# Humanities & Anthropology > Philosophy >  The Paradoxical Secret to Finding Meaning in Life

## Jovialis

> _"In 1942, the great psychiatrist Viktor Frankl, his wife, and parents were deported to the Nazi Theresienstadt Ghetto. His father died of pneumonia half a year later from the ghetto's deplorable conditions. The next year, Frankl and his wife were transported to the infamous Auschwitz death camp, where more than a million people would eventually be murdered. He was then transferred to two additional camps, separating him from his mother and wife, both of whom would eventually perish._
> 
> _During this ordeal, Frankl came to believe that the only way he could survive and maintain his sanity was to hold tightly to a sense of meaning and purpose. He was fond of quoting the philosopher Friedrich Nietszche, who wrote, “He who has a why to live for can bear almost any how.” For Frankl, personally, meaning flowed from acting as a psychiatrist and physician to his fellow prisoners, as well as from reflecting on his love for his wife Tilly, as the following passage from his celebrated book, Man’s Search for Meaning, beautifully illustrates:_
> 
> _We stumbled on in the darkness. . . . The accompanying guards kept shouting at us and driving us with the butts of their rifles. . . . Hiding his mouth behind his upturned collar, the man marching next to me whispered suddenly: “If our wives could see us now!
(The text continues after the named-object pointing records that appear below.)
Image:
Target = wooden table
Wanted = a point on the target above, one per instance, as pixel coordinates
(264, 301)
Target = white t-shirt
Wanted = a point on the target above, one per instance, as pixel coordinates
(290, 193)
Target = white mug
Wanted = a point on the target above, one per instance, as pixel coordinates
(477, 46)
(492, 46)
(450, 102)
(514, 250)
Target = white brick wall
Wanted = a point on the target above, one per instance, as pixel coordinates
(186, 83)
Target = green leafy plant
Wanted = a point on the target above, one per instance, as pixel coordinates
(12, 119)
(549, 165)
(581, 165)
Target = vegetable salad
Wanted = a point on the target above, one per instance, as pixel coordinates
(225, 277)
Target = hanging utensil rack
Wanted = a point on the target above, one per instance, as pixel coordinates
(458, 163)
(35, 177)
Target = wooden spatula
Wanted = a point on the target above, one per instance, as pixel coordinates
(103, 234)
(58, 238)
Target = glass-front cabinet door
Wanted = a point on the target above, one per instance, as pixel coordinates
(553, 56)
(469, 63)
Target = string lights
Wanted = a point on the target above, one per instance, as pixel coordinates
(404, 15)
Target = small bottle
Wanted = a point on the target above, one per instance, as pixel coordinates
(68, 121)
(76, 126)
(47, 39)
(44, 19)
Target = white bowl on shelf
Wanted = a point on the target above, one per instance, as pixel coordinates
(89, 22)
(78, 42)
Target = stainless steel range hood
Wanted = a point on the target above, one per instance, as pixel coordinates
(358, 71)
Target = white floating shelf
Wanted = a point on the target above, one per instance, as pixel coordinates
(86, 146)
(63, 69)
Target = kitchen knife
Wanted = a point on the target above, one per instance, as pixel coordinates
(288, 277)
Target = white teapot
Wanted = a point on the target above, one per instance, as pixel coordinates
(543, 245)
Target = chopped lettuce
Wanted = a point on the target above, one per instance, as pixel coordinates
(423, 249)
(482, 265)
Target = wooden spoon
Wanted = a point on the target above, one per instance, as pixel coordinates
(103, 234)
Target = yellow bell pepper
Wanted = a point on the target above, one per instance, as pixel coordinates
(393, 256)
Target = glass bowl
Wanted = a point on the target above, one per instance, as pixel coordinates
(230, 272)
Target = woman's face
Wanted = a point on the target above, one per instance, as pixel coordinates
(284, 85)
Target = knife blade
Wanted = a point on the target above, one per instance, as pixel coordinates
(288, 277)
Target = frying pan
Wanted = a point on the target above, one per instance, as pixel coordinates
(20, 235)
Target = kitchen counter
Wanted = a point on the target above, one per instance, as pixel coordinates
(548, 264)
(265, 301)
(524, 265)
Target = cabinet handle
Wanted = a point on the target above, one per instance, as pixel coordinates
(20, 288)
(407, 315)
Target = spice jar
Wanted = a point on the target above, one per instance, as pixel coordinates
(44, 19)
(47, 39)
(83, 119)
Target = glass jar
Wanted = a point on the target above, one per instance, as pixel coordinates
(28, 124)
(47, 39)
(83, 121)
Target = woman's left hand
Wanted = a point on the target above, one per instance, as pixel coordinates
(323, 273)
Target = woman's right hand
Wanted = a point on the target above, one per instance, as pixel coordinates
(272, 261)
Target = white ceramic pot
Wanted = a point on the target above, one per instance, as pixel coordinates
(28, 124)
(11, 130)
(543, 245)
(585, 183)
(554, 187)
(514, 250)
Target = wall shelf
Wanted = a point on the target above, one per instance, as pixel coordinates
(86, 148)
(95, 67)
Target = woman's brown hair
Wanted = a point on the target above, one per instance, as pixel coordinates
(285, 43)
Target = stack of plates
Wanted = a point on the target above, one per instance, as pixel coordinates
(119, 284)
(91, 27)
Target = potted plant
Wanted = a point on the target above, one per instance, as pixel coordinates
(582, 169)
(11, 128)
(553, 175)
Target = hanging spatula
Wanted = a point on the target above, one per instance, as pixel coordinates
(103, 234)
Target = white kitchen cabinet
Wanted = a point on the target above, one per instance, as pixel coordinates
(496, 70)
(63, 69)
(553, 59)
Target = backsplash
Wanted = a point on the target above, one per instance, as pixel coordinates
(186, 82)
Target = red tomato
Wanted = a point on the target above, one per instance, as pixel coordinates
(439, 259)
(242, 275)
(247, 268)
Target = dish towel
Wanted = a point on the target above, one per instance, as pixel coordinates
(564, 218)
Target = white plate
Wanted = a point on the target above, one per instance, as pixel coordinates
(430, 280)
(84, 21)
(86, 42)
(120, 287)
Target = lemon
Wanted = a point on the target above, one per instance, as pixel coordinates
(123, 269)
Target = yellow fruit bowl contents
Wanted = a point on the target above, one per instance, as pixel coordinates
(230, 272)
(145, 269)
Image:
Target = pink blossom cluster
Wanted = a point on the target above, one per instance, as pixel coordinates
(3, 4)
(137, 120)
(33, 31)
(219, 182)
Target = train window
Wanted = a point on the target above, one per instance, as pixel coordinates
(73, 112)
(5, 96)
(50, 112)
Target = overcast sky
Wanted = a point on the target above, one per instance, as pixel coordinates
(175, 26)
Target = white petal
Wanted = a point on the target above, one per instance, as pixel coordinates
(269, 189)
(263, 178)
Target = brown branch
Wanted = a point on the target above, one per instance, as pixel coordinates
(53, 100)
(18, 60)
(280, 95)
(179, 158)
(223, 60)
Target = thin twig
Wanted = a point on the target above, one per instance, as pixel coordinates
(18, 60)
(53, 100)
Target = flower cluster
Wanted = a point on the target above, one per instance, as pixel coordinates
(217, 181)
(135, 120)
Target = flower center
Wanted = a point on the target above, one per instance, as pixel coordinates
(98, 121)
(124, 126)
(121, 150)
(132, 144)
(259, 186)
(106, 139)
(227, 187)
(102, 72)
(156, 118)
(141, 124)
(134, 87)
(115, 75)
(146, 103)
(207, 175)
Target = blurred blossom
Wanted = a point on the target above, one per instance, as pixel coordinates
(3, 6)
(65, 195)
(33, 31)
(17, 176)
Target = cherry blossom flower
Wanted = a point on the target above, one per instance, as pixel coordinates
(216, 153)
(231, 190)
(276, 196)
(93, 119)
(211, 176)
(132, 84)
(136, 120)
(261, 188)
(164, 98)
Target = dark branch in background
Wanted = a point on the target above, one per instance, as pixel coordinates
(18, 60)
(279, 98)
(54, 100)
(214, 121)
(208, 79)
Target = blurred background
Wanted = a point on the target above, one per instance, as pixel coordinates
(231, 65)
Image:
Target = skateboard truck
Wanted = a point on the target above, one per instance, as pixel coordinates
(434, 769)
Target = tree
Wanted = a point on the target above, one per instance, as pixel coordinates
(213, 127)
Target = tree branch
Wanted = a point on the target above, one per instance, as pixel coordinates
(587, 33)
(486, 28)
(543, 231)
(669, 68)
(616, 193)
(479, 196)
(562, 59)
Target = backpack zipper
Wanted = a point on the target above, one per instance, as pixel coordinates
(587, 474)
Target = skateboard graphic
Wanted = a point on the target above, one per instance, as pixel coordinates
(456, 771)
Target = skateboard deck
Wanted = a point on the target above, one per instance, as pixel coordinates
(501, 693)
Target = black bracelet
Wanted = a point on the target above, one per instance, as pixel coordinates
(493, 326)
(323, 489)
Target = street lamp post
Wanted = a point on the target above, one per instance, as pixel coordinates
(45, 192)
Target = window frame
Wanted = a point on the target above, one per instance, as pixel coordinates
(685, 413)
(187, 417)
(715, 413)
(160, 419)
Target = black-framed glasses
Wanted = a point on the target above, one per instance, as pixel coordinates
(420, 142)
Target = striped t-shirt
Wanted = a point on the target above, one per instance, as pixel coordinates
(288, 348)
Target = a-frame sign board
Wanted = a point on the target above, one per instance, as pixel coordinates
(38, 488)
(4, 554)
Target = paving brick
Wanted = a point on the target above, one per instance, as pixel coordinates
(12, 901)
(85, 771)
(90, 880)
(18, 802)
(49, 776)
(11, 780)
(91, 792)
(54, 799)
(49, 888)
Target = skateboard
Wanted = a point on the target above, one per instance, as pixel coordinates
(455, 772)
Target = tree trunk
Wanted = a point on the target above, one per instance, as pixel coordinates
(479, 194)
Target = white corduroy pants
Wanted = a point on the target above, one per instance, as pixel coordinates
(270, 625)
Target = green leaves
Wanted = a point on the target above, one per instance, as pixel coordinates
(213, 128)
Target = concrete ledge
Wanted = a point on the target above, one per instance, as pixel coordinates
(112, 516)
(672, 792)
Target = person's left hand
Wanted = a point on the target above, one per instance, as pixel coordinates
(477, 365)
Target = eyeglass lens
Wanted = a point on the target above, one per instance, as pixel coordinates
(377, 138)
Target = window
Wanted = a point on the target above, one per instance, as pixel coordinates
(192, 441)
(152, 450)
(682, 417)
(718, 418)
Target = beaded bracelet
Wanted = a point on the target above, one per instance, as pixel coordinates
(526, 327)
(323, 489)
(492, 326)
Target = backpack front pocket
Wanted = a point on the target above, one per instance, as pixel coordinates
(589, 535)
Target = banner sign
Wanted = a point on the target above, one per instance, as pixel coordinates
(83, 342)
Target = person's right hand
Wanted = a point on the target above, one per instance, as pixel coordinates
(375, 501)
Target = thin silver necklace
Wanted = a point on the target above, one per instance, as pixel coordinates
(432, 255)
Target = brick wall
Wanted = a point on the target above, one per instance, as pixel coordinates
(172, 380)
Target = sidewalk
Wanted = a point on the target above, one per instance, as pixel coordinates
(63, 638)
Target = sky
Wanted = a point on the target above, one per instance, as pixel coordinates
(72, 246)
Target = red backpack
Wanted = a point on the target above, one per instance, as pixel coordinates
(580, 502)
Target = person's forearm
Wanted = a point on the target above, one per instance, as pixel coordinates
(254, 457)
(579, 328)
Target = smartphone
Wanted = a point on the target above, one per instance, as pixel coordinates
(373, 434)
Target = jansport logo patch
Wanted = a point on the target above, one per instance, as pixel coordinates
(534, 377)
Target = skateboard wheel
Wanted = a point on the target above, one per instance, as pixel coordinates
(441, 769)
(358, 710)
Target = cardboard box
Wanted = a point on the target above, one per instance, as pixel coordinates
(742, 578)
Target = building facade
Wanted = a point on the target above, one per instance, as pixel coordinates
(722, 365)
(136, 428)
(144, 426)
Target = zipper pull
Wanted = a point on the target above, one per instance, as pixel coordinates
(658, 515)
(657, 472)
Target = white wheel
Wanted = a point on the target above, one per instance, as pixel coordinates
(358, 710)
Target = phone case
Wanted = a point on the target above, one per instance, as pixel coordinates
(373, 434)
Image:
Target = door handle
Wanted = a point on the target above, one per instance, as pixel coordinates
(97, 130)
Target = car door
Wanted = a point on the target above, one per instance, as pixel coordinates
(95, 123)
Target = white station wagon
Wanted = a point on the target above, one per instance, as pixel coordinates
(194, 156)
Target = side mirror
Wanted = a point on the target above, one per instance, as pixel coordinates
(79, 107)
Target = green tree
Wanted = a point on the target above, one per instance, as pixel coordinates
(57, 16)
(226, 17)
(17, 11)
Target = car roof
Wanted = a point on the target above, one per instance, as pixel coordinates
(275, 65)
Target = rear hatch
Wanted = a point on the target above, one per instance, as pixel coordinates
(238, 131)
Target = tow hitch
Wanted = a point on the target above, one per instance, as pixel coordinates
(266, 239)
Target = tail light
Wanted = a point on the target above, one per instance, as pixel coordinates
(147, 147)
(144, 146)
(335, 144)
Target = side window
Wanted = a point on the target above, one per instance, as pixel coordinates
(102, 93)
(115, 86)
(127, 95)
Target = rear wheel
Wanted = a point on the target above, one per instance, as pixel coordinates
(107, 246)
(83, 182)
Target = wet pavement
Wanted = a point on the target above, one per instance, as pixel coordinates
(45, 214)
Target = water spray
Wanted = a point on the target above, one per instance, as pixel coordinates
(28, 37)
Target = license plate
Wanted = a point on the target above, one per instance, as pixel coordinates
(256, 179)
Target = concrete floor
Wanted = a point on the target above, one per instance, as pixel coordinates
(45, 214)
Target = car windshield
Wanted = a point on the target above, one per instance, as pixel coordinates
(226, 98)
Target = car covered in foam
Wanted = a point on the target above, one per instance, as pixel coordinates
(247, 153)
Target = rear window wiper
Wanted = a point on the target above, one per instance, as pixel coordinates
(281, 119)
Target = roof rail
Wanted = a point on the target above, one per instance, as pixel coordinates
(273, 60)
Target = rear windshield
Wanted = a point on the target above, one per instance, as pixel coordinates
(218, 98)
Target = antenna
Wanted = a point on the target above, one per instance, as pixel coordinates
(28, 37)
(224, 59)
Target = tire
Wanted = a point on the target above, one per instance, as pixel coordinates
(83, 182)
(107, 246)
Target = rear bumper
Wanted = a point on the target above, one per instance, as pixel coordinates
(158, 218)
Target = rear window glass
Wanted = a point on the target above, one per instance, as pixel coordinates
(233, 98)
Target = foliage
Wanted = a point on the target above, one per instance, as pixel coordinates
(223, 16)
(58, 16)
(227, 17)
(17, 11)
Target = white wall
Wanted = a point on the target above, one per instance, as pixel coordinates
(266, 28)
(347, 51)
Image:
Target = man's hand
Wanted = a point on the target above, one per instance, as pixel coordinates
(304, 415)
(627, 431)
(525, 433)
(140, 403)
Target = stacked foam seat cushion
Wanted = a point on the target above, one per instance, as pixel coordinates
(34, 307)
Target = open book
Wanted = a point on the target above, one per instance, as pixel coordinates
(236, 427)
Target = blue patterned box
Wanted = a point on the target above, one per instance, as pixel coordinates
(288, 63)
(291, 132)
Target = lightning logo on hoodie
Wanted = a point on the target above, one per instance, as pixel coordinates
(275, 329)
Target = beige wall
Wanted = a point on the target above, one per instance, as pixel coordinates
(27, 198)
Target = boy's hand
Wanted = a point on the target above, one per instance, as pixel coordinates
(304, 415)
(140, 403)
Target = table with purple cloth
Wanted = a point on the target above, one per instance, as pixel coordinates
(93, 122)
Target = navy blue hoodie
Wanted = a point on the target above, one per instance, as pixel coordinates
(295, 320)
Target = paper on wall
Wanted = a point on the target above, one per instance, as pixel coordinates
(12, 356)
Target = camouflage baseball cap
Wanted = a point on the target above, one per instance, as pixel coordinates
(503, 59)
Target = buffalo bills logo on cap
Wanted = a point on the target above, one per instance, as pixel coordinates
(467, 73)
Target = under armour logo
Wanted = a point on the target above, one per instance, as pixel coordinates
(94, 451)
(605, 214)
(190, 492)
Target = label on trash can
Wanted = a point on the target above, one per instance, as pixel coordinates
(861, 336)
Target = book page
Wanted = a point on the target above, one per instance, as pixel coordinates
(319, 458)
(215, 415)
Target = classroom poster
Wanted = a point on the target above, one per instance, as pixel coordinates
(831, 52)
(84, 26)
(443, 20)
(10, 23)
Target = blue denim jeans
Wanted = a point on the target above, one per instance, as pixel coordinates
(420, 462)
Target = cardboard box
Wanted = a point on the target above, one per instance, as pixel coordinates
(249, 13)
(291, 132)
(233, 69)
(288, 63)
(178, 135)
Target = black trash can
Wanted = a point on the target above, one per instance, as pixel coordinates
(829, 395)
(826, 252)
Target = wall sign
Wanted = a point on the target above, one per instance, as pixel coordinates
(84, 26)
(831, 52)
I do hope they are better off in their camps and don't know what is happening to us.” That brought thoughts of my own wife to mind. . . . my mind clung to my wife's image, imagining it with an uncanny acuteness. I heard her answering me, saw her smile, her frank and encouraging look. . . . I understood how a man who has nothing left in this world still may know bliss, be it only for a brief moment, in the contemplation of his beloved._
> 
> _After being liberated from the camps, Frankl spent his life advocating for the importance of meaning as salve against suffering and the secret to happiness. Meaning brought him through the Holocaust and formed the basis for his entire approach to life._ 
> 
> _So it might seem surprising that he would provide the following admonition: “One should not search for an abstract meaning of life.”_
> ...


I like this approach. One could find meaning in life in a pursuit of various positive endeavors and virtuous acts.

----------


## Angela

> I like this approach. One could find meaning in life in a pursuit of various positive endeavors and virtuous acts.


This is one of my favorite books and has had a profound impact on me. 

If you haven't read it yet, I highly recommend it.

----------


## Jovialis

> This is one of my favorite books and has had a profound impact on me. 
> 
> If you haven't read it yet, I highly recommend it.


I'm definitely interested, I found those excerpts alone to be quite moving.

----------